Well, after writing yesterday’s post, I realized that some of my visitors are not from the United States and might be puzzled by my reference to a “floor-through.” Many of the townhouses in New York were built during the same two or three decades towards the end of the nineteenth century. Frequently, the facades were covered with a brown sandstone, known as brownstone, although many were brick or limestone. Being town houses, they share a wall with an adjacent building. Brownstones, when they are single family homes, can be very spacious and elegant, however I almost never see them in that way except in movies. When I see them in movies, I have to laugh. If you want to buy one, expect to pay upwards of two million. So last night, I started making a model of a typical New York townhouse. The are many variations, but a surprisingly large number are laid out in a similar fashion.

A 3d computer model of a brownstone. The facade viewed from the street.

This is how the facade appears from the street. Many of the buildings have a large flight of front steps, or stoop. The height allows a second door to be put underneath. The lower floor has decent sized windows and is called the “ground” floor. There is typically a basement beneath it.

A view of one side of the model with the exerior side wall removed revealing the staircase.

The floor above the ground floor is called the parlor floor. Frequently, it has higher ceilings and more elaborate decorations than the rest of the house.

The model with the facade and the other of the two sides removed.

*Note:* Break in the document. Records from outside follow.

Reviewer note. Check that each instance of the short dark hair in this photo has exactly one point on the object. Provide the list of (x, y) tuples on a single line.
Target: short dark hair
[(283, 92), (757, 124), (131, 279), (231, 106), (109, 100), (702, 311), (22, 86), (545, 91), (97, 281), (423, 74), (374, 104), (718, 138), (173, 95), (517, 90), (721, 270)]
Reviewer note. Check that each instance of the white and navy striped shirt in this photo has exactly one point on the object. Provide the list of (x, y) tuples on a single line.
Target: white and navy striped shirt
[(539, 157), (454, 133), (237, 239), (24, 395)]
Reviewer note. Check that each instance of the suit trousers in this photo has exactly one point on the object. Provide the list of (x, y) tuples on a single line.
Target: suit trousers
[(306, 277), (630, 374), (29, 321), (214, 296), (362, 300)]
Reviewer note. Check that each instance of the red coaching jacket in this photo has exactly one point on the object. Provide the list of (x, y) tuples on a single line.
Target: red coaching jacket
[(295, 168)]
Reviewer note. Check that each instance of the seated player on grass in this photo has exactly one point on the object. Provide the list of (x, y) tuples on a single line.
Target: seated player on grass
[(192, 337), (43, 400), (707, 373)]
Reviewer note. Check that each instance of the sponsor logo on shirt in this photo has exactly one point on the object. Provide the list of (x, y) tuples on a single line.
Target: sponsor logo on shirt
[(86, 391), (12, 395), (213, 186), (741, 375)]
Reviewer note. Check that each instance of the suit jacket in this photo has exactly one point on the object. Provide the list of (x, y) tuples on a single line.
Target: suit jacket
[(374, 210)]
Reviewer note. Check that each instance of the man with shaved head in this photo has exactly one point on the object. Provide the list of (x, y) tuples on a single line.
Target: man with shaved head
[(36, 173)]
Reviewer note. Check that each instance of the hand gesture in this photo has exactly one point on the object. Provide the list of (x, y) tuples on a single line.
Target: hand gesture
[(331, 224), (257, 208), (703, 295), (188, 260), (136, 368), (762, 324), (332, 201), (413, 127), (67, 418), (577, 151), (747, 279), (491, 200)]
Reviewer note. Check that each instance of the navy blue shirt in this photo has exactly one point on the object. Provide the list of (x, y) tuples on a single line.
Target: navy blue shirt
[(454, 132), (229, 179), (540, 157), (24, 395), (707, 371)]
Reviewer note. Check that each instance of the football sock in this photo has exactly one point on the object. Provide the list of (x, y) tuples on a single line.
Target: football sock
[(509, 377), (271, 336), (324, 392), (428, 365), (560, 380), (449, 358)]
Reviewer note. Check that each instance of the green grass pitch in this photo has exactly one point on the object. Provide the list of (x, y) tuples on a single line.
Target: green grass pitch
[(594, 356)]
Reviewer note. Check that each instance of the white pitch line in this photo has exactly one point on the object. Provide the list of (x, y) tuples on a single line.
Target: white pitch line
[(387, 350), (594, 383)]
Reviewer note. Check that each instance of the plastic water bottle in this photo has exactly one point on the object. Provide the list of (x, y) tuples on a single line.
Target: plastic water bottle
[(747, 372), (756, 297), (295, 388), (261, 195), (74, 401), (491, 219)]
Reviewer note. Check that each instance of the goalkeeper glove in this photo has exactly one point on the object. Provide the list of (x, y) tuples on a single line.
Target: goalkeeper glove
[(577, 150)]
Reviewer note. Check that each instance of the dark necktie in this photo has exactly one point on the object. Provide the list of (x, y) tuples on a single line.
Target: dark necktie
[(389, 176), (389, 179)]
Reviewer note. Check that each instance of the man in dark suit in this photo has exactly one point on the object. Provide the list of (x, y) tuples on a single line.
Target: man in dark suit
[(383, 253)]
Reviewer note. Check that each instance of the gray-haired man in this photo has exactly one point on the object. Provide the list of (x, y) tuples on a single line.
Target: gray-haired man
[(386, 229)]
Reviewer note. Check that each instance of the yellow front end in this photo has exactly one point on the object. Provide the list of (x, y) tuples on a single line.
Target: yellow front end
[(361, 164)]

Here you can see the layout of the rooms. Each floor has a central room with no windows.

This view of the top floor with the roof removed gives you a good idea of the floor plan.

This view of the top floor with the roof removed gives you a good idea of the floor plan.

Most of these buildings are no longer single family home and have since been divided into apartments. There are many ways of doing that, but the most common way is to simply make each floor its own apartment. That is called a floor-through.

Pardon my model making skills. It’s the first time I’ve tried this and I’m not up to materials, textures and lighting yet.

  1. And it’s not only your readers from outside the US who have no idea about a floor-through. lol

  2. said:

    GREAT JOB!!!! I knew what you meant and want to move to ParkSlope in a Brownstone right after I win the Lottery !

    • fojap said:

      For me, it wouldn’t be Park Slope, it’d be Park Avenue…
      “I just adore a penthouse view…”

  3. Thank you for laying bare the anatomy of a Brooklyn brownstone. Have been thinking of a story based in New York. This information on architecture will help.

    • fojap said:

      I replied to your comment below. (Hit the wrong button as usual.)

  4. fojap said:

    I live in New York City for most of my adult life, although I’ve lived in Baltimore for about two or three years now. I also have a fascination with architecture, so, if I can be any help, let me know.

    I was doing this in part for an animation I hope to do eventually. I’ve continued to work on it an I’ve been putting in the details. I don’t expect it to be done anytime soon.

  5. I may indeed call upon you for more info on architecture once I have the outline of my story going in my head. Have always dreamed of living in New York, but have never realized the dream. Closest I have come is 5 years in Buffalo (don’t laugh, I’m sensitive about Buffalo), 3 years in Burlington, VT, and 2 years in Syracuse.

    Speaking of pushing the wrong buttons, I can relate. Have been doing that (unwittingly) all my life, be they the ones on computer screens, remote controls, doorbells, or the invisible but highly sensitive ones on people.

    • fojap said:

      Well, I’m not one to laugh at Buffalo since I’m living in Baltimore. The best I can say about Baltimore is at least it’s not as bad as its reputation.

      • Well, neither (in my biased opinion) is Buffalo.
        Have been to Baltimore once. Being a mere tourist, saw only the Inner Harbor, and being a true tourist, liked it.